E0053: Game-Theoretic Response Map Framework
A decision-ready template derived from the framework.
Name variants
- English
- E0053: Game-Theoretic Response Map Framework
- Katakana
- ゲーム / マップ
- Kanji
- 理論的反応 / 枠組
Quality / Updated / Source / COI
- Quality
- Reviewed
- Updated
- Source
- Citations & Trust
- COI
- none
Context
Context: price wars or feature escalation creates recurring decisions where stakeholders interpret payoff matrix, equilibrium outcomes, and switching costs differently. The organization needs a standard way to compare options using competitor incentives, commitment options, and timing so that debates do not restart each cycle. Without a common frame, the aggressive moves versus retaliation risk is decided implicitly and accountability weakens. A shared decision log also helps teams learn which assumptions held and which broke under stress.
Options
- Option A: Preserve the current approach to minimize short-term disruption, accepting limited upside.
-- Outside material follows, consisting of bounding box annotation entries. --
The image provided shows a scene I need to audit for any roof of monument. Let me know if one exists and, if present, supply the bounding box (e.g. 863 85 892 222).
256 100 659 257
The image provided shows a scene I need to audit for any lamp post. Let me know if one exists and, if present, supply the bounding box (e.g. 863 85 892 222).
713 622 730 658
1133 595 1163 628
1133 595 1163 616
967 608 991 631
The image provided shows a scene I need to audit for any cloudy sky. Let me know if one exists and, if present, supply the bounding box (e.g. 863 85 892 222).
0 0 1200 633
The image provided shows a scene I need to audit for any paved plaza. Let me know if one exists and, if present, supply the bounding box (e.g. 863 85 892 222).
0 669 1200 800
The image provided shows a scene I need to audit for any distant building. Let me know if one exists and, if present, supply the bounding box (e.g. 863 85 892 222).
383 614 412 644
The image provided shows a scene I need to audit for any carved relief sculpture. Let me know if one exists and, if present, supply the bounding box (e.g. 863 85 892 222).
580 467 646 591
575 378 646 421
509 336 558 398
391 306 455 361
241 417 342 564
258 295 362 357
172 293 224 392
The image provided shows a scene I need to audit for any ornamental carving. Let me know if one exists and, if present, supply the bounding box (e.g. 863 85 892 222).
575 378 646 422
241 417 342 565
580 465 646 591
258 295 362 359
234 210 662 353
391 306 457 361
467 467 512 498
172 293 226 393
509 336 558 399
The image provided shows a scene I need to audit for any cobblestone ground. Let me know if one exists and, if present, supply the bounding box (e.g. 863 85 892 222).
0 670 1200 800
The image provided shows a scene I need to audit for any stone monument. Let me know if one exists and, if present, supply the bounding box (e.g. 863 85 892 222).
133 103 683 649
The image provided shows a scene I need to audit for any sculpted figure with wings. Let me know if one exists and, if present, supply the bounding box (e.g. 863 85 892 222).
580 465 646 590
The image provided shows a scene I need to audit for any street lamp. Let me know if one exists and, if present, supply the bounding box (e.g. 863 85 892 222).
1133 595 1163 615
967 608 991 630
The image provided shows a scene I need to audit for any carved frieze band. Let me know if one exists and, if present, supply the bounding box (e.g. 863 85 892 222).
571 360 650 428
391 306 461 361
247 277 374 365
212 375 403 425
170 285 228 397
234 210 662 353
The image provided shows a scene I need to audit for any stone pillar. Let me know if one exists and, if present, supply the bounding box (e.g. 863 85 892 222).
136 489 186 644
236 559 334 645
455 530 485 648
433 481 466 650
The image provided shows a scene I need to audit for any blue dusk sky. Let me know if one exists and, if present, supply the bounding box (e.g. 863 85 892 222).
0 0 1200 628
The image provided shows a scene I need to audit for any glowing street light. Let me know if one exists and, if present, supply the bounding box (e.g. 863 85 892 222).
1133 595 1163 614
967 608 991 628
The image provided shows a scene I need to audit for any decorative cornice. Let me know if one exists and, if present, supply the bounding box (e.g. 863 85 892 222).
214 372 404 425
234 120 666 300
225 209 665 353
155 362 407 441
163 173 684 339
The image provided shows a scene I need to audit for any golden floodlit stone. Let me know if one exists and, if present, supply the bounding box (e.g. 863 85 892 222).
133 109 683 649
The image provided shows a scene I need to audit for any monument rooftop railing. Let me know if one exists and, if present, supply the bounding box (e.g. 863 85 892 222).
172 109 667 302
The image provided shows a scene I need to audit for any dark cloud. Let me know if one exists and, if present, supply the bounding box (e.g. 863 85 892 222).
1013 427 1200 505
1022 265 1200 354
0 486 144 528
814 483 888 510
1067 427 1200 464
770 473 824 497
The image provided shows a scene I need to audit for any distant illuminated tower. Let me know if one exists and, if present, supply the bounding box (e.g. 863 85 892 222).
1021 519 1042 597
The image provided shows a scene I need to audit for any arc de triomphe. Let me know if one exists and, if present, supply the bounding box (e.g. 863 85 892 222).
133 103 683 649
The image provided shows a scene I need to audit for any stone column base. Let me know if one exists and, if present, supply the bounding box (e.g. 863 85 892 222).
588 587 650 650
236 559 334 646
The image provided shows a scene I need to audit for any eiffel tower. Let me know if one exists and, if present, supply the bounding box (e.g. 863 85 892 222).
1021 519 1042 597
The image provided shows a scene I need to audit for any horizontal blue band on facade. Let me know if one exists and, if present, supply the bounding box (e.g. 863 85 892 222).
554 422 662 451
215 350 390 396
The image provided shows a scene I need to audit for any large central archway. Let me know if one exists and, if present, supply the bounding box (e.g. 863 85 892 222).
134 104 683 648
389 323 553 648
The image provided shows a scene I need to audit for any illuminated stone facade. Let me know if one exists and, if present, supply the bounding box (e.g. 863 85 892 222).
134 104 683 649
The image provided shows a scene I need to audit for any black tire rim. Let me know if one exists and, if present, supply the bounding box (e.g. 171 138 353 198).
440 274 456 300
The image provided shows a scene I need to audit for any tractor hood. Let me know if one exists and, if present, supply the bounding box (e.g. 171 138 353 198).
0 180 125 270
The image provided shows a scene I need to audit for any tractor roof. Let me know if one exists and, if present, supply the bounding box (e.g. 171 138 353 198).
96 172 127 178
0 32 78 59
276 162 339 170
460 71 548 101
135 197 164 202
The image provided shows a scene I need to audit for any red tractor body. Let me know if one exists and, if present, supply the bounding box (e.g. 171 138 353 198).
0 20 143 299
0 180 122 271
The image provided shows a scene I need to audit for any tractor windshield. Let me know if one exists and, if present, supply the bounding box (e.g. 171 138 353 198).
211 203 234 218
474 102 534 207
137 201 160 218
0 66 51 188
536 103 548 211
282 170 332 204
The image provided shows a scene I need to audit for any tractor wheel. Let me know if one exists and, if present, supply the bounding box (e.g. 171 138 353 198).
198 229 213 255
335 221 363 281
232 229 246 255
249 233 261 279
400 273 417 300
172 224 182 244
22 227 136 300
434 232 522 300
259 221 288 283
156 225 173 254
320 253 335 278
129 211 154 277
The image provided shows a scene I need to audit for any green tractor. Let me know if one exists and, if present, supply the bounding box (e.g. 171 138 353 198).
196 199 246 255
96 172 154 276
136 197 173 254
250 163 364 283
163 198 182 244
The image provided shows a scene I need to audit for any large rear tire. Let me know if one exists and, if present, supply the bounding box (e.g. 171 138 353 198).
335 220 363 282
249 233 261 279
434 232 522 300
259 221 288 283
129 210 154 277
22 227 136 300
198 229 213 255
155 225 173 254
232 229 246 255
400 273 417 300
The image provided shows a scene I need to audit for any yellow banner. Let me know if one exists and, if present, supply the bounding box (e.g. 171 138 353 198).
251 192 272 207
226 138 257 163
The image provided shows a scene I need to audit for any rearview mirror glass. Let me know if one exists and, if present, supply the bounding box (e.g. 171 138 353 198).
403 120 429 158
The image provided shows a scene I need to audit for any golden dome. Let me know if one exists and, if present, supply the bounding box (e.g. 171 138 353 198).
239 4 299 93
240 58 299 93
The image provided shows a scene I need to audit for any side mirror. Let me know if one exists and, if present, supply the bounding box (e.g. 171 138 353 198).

- Option B: Run a phased change, validate results against agreed metrics, and scale only after thresholds are met.
- Option C: Redesign the approach end-to-end to pursue larger gains, with higher implementation effort and risk.
Decision
Decision: Choose Option B. Sequence the rollout so early results validate payoff matrix, equilibrium outcomes, and switching costs targets, and stop or adjust if assumptions fail. Assign owners, document constraints, and schedule a review checkpoint to avoid drift.
Rationale
Rationale: Option B balances aggressive moves versus retaliation risk while preserving flexibility if market conditions move. It allows the team to test competitor incentives, commitment options, and timing assumptions and protect against the main risk: assuming rationality where signaling dominates. Phasing also improves organizational buy-in because progress is visible and accountability is explicit. The approach generates evidence that improves the next decision cycle.
Risks
- Weak data quality can obscure changes in payoff matrix, equilibrium outcomes, and switching costs, making it hard to validate the decision.
- Execution drag may delay learning and leave the organization exposed to assuming rationality where signaling dominates longer than planned.
Next
Next: Confirm ownership, finalize the baseline for payoff matrix, equilibrium outcomes, and switching costs, and document competitor incentives, commitment options, and timing assumptions in a shared log. Schedule the first review, define stop conditions, and communicate the plan to affected teams. Capture lessons learned so the framework improves with each cycle.